La paraskevidékatriaphobie

Le vendredi 13 a généré sa propre phobie :
la paraskevidékatriaphobie, peur irraisonnée du nombre 13.

Certaine pratiques comme les mariages, les naissances ou la navigation
sont évitées en Occident les 13 du mois.
Dans de nombreuses villes, il n'y a pas d'habitations portant le n°13.
Les grands immeubles, également, évitent de nommer le 13e étage (qui devient un 12 bis ou un 14a)
et certains hôtels n'ont pas de chambre 13 pour éviter d'y loger un client supersticieux.

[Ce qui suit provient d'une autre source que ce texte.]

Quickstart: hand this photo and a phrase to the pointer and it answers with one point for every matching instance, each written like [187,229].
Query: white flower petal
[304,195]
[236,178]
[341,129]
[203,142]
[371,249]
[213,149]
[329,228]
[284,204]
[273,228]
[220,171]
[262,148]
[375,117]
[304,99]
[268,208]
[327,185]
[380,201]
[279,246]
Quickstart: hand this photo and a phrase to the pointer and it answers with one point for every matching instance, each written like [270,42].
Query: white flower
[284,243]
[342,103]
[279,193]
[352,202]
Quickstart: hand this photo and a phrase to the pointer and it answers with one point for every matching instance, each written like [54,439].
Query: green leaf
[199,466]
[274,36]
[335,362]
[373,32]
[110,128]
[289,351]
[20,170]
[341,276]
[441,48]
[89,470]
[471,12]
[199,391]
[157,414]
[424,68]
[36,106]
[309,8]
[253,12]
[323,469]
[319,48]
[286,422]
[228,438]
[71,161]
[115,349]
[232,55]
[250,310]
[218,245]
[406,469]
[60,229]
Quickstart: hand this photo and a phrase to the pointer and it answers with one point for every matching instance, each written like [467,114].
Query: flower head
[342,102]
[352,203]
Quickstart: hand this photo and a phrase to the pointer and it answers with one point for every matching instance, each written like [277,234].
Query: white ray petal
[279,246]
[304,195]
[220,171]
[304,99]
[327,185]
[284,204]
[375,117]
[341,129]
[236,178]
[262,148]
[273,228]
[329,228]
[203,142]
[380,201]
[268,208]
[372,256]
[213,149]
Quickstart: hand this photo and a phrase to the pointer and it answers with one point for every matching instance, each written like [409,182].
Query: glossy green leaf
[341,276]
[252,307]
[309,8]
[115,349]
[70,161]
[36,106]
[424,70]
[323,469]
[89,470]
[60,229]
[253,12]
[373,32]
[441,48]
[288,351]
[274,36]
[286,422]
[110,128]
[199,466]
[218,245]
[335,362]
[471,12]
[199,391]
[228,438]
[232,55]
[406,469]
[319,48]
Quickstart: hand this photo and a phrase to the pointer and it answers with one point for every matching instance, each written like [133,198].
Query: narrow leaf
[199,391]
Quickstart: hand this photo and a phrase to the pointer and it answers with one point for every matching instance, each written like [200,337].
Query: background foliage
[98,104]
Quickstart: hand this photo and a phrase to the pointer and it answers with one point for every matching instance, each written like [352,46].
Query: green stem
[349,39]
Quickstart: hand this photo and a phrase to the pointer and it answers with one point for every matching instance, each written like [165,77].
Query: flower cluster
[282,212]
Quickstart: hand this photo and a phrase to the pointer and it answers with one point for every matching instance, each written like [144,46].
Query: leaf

Les vendredis 13, les paraskevidékatriaphobes ne vont pas travailler,
ne partent pas en voyage, ne font pas leurs courses, bref, ne sortent pas de chez eux.
Un économiste américain a d'ailleurs relevé l'impact économique des vendredis 13 :
ces jours-là connaissent en effet une baisse importante de la consommation.

Tour d'horizon de quelques autres pays du monde

En Espagne et dans les pays d'Amérique latine, on ne craint pas le vendredi 13 mais le mardi 13.
En effet, le mardi est placé sous le signe de Mars, dieu de la guerre dans la mythologie romaine.
Ce jour est également associé à la planète rouge, synonyme de destruction et de violence.

En Italie, c'est le chiffre 17 et non le 13 qui est associé à la malchance.
En effet, en chiffres romains, 17 s'écrit XVII.
Ce chiffre est l'anagramme de VIXI,
qui signifie en latin " j'ai vécu ", interprété par extension comme " je suis mort !
"

En Chine, c'est le 4 (qui se prononce, "shi", la mort) qui est effrayant et non le 13.
Ce dernier chiffre est, au contraire, associé à la vie.

Qu'est-ce qu'une superstition ?

Le terme superstition peut avoir plusieurs sens :

Il signifiait, au XIVe siècle, « religion des idolâtres, culte des faux dieux ». 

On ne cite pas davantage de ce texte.